As a sixteen year old girl, keen to escape her suburban existence, Mary persuaded her parents to let her come to Goldsmiths. The people she met, including her late husband Alexander, and the experiences she had at the College during that time were to make a great impression on her. She laughs, “Goldsmiths was a great place to go – for causing trouble!”
Mary came to Goldsmiths in 1950 where she embarked on an art diploma course with a view to becoming an art teacher. At the time, the College had only just reopened after the war. “The men were only about 20 but they had been through so much and they somehow seemed terribly older. Goldsmiths then seemed like a very civilised club. You grabbed a table for yourself and put your things there and just got on with your work really – no nonsense with lectures and stuff!”

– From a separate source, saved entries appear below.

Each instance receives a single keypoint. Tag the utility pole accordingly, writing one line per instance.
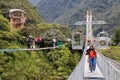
(89, 23)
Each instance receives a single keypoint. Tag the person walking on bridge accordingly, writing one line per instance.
(92, 58)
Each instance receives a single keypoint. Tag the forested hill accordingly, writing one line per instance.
(34, 2)
(12, 39)
(69, 11)
(33, 16)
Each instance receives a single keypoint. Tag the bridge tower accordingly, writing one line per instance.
(89, 23)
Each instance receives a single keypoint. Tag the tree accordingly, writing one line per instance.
(116, 38)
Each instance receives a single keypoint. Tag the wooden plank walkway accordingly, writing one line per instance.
(97, 75)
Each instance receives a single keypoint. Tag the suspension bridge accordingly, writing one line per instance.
(106, 69)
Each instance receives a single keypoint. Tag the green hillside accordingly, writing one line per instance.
(113, 53)
(55, 64)
(70, 11)
(33, 16)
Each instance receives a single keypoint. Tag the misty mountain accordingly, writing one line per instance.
(34, 2)
(70, 11)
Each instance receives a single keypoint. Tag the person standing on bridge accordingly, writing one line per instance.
(92, 58)
(38, 40)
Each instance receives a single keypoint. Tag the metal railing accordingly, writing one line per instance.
(78, 72)
(109, 68)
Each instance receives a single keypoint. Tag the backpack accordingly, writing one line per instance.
(92, 54)
(38, 39)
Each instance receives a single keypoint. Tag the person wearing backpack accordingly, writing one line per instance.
(38, 40)
(92, 58)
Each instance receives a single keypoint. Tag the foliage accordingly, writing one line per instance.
(63, 61)
(33, 16)
(70, 11)
(116, 37)
(113, 53)
(4, 23)
(29, 65)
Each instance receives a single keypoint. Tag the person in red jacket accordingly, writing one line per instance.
(38, 40)
(92, 58)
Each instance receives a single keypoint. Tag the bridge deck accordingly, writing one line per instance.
(97, 75)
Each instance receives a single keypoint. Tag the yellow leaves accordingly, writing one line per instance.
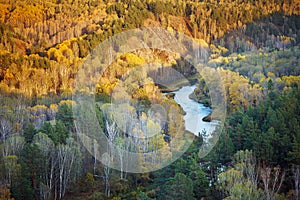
(67, 102)
(4, 10)
(271, 75)
(290, 80)
(26, 15)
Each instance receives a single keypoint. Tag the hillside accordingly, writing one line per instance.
(253, 48)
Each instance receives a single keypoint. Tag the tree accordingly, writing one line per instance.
(240, 182)
(178, 187)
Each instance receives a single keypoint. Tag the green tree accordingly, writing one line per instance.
(178, 187)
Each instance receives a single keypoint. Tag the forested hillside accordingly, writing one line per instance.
(253, 46)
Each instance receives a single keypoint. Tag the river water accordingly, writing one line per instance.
(194, 112)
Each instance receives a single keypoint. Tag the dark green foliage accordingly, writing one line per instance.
(269, 130)
(57, 133)
(27, 187)
(65, 115)
(178, 187)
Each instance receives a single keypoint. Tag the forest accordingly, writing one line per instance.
(254, 48)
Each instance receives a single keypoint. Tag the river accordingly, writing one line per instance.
(194, 112)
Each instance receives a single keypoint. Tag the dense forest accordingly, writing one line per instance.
(254, 48)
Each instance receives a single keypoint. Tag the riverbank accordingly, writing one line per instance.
(197, 117)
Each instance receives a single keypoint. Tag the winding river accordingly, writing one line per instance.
(194, 112)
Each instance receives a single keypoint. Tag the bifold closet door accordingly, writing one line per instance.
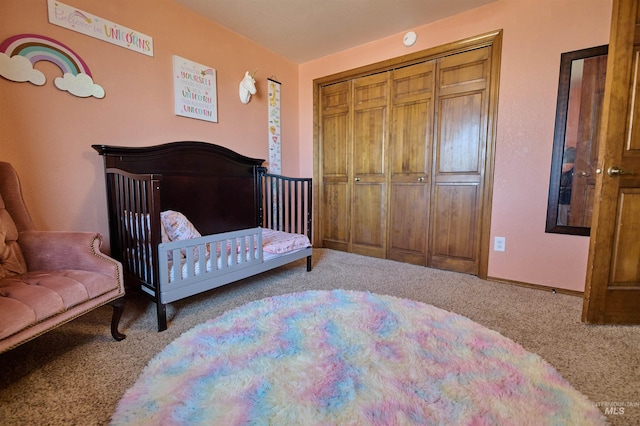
(459, 160)
(335, 152)
(369, 162)
(410, 165)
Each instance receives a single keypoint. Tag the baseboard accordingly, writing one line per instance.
(537, 286)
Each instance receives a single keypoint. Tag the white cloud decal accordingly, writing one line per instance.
(80, 85)
(18, 68)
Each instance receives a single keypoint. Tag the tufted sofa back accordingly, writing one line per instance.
(14, 218)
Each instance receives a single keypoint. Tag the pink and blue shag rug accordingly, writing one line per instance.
(349, 358)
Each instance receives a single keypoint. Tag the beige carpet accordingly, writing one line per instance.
(77, 373)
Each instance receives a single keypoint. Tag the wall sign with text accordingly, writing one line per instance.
(194, 90)
(85, 23)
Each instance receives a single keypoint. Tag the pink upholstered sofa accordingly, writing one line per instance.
(48, 278)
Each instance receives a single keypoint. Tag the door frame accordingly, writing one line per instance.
(492, 39)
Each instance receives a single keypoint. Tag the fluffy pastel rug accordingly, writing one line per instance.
(349, 358)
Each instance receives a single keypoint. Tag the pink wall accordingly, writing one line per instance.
(47, 133)
(535, 34)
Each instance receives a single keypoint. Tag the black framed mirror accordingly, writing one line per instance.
(575, 141)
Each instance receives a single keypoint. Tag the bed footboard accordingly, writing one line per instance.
(132, 201)
(286, 205)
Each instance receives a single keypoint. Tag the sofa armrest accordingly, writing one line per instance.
(51, 250)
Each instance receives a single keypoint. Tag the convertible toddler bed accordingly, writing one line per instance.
(187, 217)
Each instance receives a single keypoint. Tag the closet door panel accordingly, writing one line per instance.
(454, 227)
(410, 152)
(459, 158)
(368, 236)
(335, 216)
(369, 163)
(461, 142)
(335, 191)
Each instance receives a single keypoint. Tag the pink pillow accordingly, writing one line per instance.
(278, 242)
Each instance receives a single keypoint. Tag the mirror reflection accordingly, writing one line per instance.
(575, 150)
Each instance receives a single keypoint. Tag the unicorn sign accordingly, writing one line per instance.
(195, 90)
(247, 87)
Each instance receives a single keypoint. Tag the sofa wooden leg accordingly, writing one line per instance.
(118, 309)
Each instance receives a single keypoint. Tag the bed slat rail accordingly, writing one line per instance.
(133, 198)
(286, 203)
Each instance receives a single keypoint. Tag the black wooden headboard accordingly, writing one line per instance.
(215, 187)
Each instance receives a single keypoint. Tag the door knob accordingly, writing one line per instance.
(616, 171)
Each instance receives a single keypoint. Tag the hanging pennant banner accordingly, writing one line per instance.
(82, 22)
(275, 160)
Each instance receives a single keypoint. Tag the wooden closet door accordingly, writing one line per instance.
(410, 165)
(459, 160)
(335, 152)
(369, 157)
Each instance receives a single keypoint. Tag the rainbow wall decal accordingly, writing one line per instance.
(19, 54)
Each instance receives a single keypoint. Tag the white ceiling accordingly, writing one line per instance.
(303, 30)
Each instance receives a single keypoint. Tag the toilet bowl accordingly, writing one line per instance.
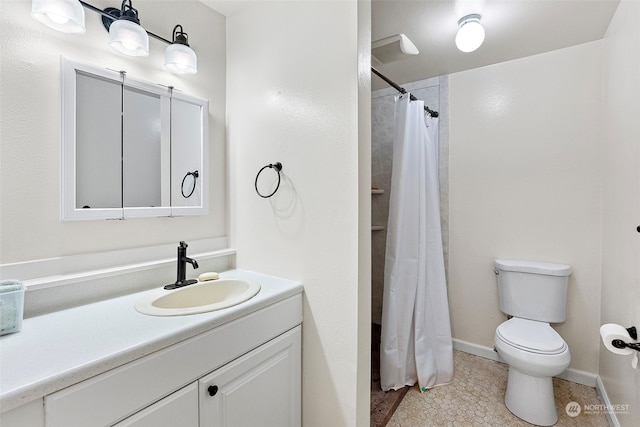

She also recalls the vibrant social scene at the College. “There were terrific parties. Socialising amongst the other art schools was very intense, but there wasn’t too much rivalry because everybody wanted to do their own thing and be utterly original. But Goldsmiths was, and still is, the most provocative and exciting art school of the lot. It does attract some very interesting people and it produces so many of the new ideas in all sorts of areas. That is the joy of Goldsmiths.”
Mary is of course best known for popularising the miniskirt. This revolutionary new look allowed women a liberating and daring way of dressing which chimed with the dawning of a new era. What is often overlooked though, is the simultaneous introduction of tights, which Quant commercialised. As Mary explains: “They didn’t exist you know! There were only pantomime tights for theatre. I went to theatrical tights manufacturers and got them to make them for me with the colours I wanted.”
Professor Angela McRobbie from the Department of Media and Communications explains the significance of this: “Like so many of Quant’s best-known works, tights permitted a greater freedom of movement on the part of the young women, who from the early 1960s onwards were looking for a different, more colourful and more independent life than their mothers.”
As well as bringing us new garments, Mary was pushing the boundaries with new materials too. “I got terribly excited about any new fabric that came along and suddenly there was this very shiny stuff unlike anything I had ever seen – PVC. There were problems making the garments initially because we made them on the same machines as we were sewing the other clothes and you need special needles and all that kind of thing, so it took a bit of time to sort that out. I went mad about PVC and did a whole collection which I called the ‘Wet Collection’, which is exactly what it was, and that was a huge hit!
Now over 80, Quant is still thriving in the fashion industry in Japan where there are over 200 stores trading under Mary’s name as well as one branch located, of course, on the King’s Road in London – the hub of the swinging sixties scene, and the road where she opened her first boutique in 1955.
Looking back on the decade that made her name, she says “The 1960s was just the most exciting, wonderful period. I’m sorry you weren’t there! Style-wise and look-wise it was absolutely terrific. And the optimism, the optimism was genuine and terrific. I wouldn’t choose another era to have lived in. I bagged the best.”